Wait, what? We're just trying to write a HTTP client, so why is the documentation talking about working with URLs in general?
While it may seem strange to developers accustomed to the modern HTTPS+JSON powered interactive web, it wasn't always clear that that was how things were going to turn out.
At the turn of the century, the expectation was instead that we'd retain a rich variety of data transfer protocols with different characteristics optimised for different purposes, and that the most useful client to have in the standard library would be one that could be used to talk to multiple different kinds of servers (like HTTP, FTP, NFS, etc), without client developers needing to worry too much about the specific protocol used (as indicated by the URL schema).
In practice, things didn't work out that way (mostly due to restrictive institutional firewalls meaning HTTP servers were the only remote services that could be accessed reliably), so folks in 2016 are now regularly comparing the usability of a dedicated HTTP(S)-only client library with a general purpose URL handling library that needs to be configured to specifically be using HTTP(S) before you gain access to most HTTP(S) features.
When it was written, urllib2
was a square peg that was designed to fit into
the square hole of "generic URL processing". By contrast, most modern client
developers are looking for a round peg to fit into the round hole that is
HTTPS+JSON processing - urllib
/urllib2
will fit if you shave the corners
off first, but requests
comes pre-rounded.
So why not add requests to the standard library?
Answering the not-so-obvious question of "What problem does it solve?" then
leads to a more obvious follow-up question: if the problems that urllib
/
urllib2
were designed to solve are no longer common, while the problems that
requests
solves are common, why not add requests
to the standard library?
If I recall correctly, Guido gave in-principle approval to this idea at a
language summit back in 2013 or so (after the requests
1.0 release), and it's
a fairly common assumption amongst the core development team that either
requests
itself (perhaps as a bundled snapshot of an independently upgradable
component) or a compatible subset of the API with a different implementation
will eventually end up in the standard library.
However, even putting aside the
misgivings of the requests developers
about the idea, there are still some non-trivial system integration problems
to solve in getting requests
to a point where it would be acceptable as a
standard library component.
In particular, one of the things that requests
does to more reliably handle
SSL/TLS certificates in a cross-platform way is to bundle the Mozilla
Certificate Bundle included in the certifi
project. This is a sensible
thing to do by default (due to the difficulties of obtaining reliable access
to system security certificates in a cross-platform way), but it conflicts
with the security policy of the standard library, which specifically aims to
delegate certificate management to the underlying operating system. That policy
aims to address two needs: allowing Python applications access to custom
institutional certificates added to the system certificate store (most notably,
private CA certificates for large organisations), and avoiding adding an
additional certificate store to end user systems that needs to be updated when
the root certificate bundle changes for any other reason.

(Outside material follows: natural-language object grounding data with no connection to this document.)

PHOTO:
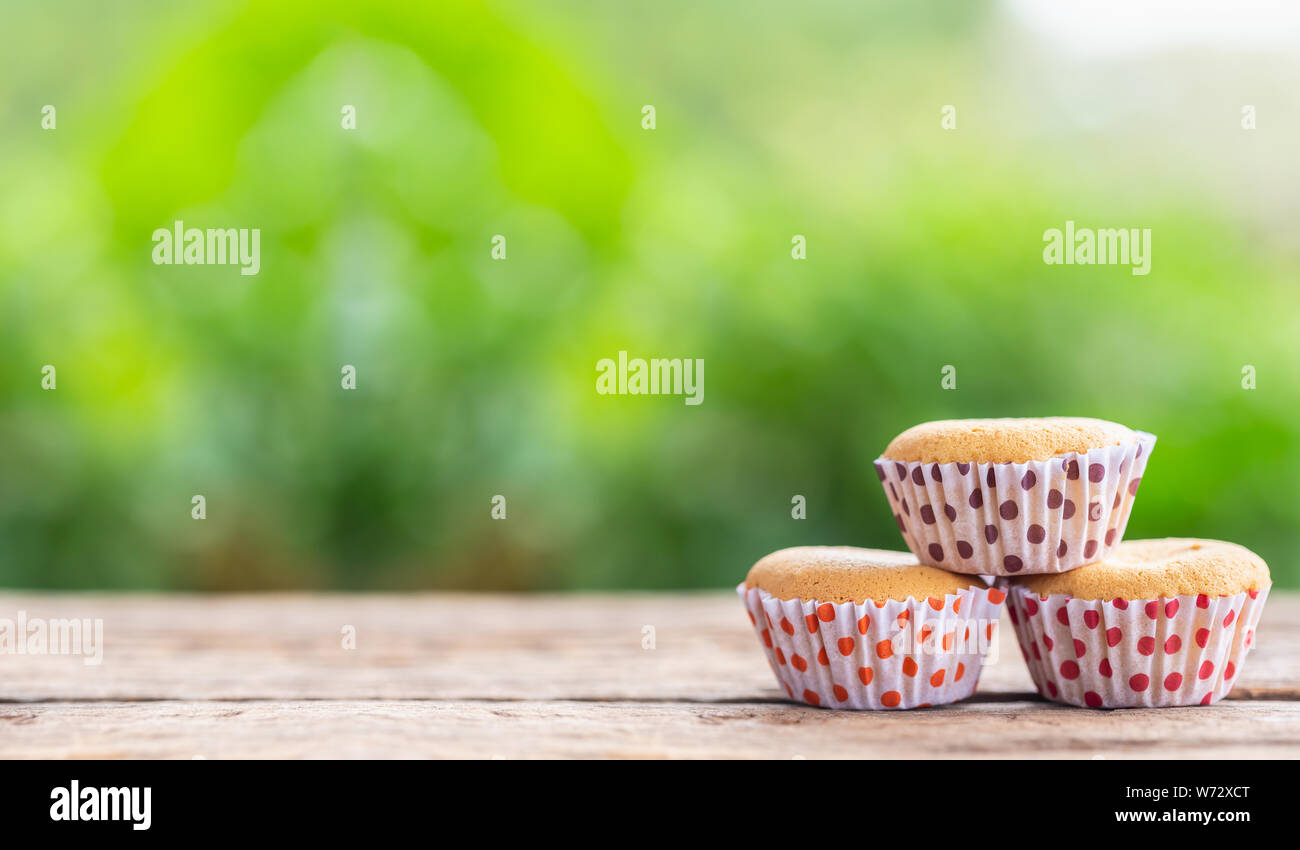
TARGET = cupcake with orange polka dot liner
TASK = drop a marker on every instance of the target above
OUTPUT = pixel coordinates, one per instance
(1158, 623)
(861, 628)
(1006, 497)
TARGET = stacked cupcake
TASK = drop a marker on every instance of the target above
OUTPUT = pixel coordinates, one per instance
(1036, 508)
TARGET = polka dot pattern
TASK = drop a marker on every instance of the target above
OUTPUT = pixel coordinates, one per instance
(1134, 653)
(887, 654)
(1043, 516)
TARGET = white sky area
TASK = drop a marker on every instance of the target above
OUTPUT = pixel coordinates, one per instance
(1117, 27)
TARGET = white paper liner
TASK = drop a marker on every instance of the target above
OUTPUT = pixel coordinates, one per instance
(876, 655)
(1041, 516)
(1136, 653)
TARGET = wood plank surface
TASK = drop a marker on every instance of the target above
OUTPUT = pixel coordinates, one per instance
(537, 676)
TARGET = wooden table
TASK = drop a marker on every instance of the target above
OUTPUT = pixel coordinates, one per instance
(544, 676)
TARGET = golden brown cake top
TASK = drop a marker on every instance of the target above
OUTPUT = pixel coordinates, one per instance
(846, 573)
(1005, 439)
(1149, 569)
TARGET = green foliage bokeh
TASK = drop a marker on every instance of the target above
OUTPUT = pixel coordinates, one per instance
(476, 377)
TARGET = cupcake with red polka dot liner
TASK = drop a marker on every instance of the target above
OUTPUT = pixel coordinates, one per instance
(862, 628)
(1158, 623)
(1005, 497)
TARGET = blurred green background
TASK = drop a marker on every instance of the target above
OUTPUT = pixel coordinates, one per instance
(476, 377)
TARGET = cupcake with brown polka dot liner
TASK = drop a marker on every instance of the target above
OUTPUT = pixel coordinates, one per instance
(1005, 497)
(1158, 623)
(862, 628)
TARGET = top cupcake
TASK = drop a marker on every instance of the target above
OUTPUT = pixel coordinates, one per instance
(848, 573)
(1005, 497)
(1005, 439)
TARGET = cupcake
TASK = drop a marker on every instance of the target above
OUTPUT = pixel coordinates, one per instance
(1158, 623)
(863, 628)
(1002, 497)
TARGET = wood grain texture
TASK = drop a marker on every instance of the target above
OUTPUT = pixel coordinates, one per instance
(482, 676)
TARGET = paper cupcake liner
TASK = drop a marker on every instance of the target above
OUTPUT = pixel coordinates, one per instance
(1135, 653)
(889, 654)
(1043, 516)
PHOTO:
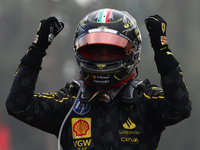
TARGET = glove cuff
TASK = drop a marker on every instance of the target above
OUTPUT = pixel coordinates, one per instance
(165, 60)
(33, 58)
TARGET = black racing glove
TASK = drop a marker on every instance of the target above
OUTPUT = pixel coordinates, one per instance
(47, 31)
(156, 26)
(164, 58)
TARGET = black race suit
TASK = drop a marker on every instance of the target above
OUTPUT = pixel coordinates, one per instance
(134, 120)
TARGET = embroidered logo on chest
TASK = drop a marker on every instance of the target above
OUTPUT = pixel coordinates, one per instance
(81, 108)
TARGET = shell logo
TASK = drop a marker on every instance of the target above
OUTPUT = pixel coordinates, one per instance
(81, 128)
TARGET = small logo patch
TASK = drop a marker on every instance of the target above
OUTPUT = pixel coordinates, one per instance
(81, 128)
(81, 108)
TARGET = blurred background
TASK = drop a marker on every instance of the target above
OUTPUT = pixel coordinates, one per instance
(18, 25)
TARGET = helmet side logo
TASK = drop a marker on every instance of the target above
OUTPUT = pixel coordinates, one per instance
(101, 66)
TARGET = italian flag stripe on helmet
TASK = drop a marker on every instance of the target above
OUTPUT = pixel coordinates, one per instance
(104, 15)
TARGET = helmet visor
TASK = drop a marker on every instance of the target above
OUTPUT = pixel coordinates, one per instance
(101, 38)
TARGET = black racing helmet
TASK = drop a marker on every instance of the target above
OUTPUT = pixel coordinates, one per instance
(109, 27)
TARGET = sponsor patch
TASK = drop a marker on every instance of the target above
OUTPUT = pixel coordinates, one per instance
(81, 108)
(81, 128)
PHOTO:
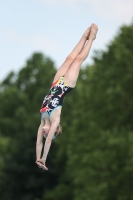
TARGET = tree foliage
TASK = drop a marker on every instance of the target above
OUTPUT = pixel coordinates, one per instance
(93, 158)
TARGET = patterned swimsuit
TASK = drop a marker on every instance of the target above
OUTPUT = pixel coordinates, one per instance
(55, 96)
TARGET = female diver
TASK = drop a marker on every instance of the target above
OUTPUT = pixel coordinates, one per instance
(64, 81)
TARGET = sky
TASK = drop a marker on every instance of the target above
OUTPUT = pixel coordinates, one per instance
(53, 27)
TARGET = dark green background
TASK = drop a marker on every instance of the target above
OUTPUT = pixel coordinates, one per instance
(93, 159)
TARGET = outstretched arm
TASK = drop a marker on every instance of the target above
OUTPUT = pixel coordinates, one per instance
(48, 141)
(39, 142)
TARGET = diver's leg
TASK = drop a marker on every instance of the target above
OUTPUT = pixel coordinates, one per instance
(72, 74)
(71, 57)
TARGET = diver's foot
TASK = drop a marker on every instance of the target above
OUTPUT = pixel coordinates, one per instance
(87, 33)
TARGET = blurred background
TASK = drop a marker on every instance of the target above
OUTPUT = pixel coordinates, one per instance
(93, 158)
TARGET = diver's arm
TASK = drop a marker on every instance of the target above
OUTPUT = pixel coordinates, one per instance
(39, 143)
(48, 140)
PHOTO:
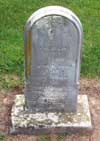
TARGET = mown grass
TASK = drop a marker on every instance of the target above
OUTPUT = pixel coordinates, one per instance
(13, 16)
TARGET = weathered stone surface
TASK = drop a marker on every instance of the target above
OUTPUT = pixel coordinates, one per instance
(52, 50)
(42, 123)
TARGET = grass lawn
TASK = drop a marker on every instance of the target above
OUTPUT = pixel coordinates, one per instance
(13, 16)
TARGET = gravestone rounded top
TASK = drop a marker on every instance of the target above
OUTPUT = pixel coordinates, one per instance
(54, 10)
(53, 39)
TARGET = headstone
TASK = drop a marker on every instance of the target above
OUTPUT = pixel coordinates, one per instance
(53, 38)
(51, 104)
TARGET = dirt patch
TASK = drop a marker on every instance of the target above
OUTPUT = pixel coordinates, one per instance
(90, 87)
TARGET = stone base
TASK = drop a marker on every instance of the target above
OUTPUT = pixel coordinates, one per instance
(26, 122)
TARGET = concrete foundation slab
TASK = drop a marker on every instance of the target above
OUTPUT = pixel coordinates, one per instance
(26, 122)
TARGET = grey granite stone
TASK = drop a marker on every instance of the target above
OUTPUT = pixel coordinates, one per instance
(53, 37)
(25, 122)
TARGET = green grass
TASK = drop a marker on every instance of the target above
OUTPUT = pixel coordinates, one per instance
(13, 16)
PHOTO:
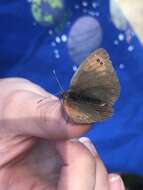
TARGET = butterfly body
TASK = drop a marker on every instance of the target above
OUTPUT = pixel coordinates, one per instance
(93, 90)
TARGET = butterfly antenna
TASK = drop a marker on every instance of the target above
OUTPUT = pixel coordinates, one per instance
(61, 88)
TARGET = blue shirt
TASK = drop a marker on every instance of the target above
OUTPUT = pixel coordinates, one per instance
(37, 37)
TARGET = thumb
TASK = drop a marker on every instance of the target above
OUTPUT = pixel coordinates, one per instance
(79, 166)
(29, 113)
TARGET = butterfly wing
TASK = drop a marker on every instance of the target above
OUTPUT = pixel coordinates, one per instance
(85, 113)
(96, 78)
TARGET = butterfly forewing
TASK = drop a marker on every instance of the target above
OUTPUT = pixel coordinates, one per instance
(93, 89)
(96, 79)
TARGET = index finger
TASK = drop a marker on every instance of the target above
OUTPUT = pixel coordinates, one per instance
(24, 115)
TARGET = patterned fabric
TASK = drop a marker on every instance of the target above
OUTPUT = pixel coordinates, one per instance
(37, 37)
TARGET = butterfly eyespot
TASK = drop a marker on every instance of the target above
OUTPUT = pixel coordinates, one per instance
(98, 60)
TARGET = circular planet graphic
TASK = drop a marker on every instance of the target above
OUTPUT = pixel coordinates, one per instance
(84, 37)
(47, 12)
(117, 16)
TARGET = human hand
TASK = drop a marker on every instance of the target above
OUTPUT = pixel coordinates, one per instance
(35, 153)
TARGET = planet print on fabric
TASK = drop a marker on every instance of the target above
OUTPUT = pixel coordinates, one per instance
(84, 37)
(47, 12)
(118, 19)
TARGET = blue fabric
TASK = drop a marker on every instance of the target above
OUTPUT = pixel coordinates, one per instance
(26, 51)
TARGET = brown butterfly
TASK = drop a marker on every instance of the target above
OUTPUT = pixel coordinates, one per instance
(93, 90)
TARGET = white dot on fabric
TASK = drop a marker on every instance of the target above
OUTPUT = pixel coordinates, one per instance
(116, 42)
(76, 6)
(121, 37)
(64, 38)
(74, 68)
(84, 3)
(121, 66)
(130, 48)
(94, 4)
(58, 40)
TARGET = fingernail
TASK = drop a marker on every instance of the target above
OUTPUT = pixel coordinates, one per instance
(87, 142)
(114, 178)
(74, 140)
(116, 182)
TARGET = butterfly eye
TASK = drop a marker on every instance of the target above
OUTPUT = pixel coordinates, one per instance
(98, 60)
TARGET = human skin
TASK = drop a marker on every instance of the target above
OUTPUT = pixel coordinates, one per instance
(36, 150)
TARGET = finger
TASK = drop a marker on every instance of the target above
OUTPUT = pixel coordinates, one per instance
(24, 113)
(102, 181)
(116, 182)
(78, 172)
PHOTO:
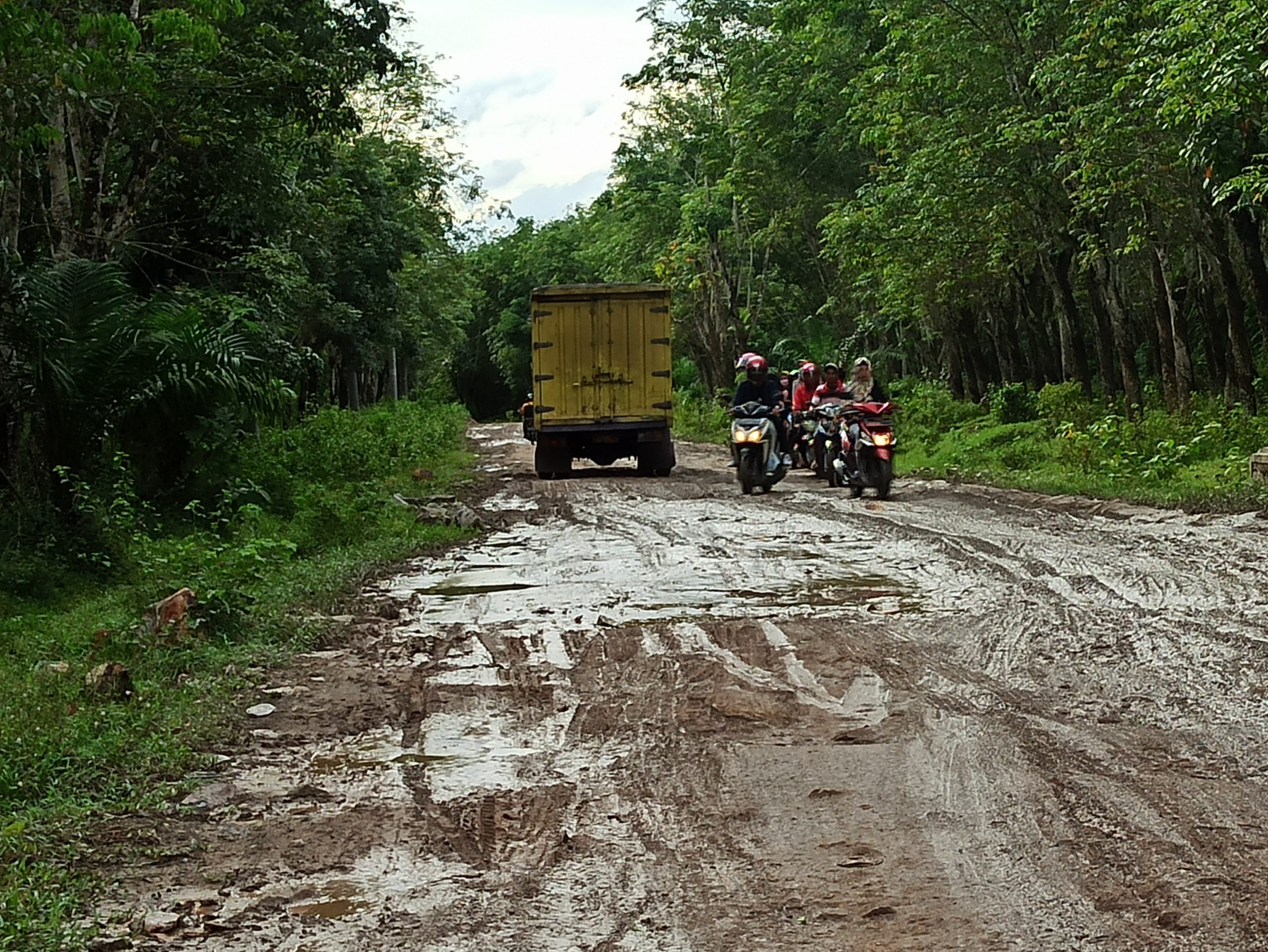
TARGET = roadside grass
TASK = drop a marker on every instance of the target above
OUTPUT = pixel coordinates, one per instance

These kinds of problems are technically solvable, but they're not fun to solve,
and the folks in a position to help solve them already have a great many other
demands on their time.This means we're not likely to see much in the way of
progress in this area as long as most of the CPython and requests
developers
are pursuing their upstream contributions as a spare time activity, rather than
as something they're specifically employed to do.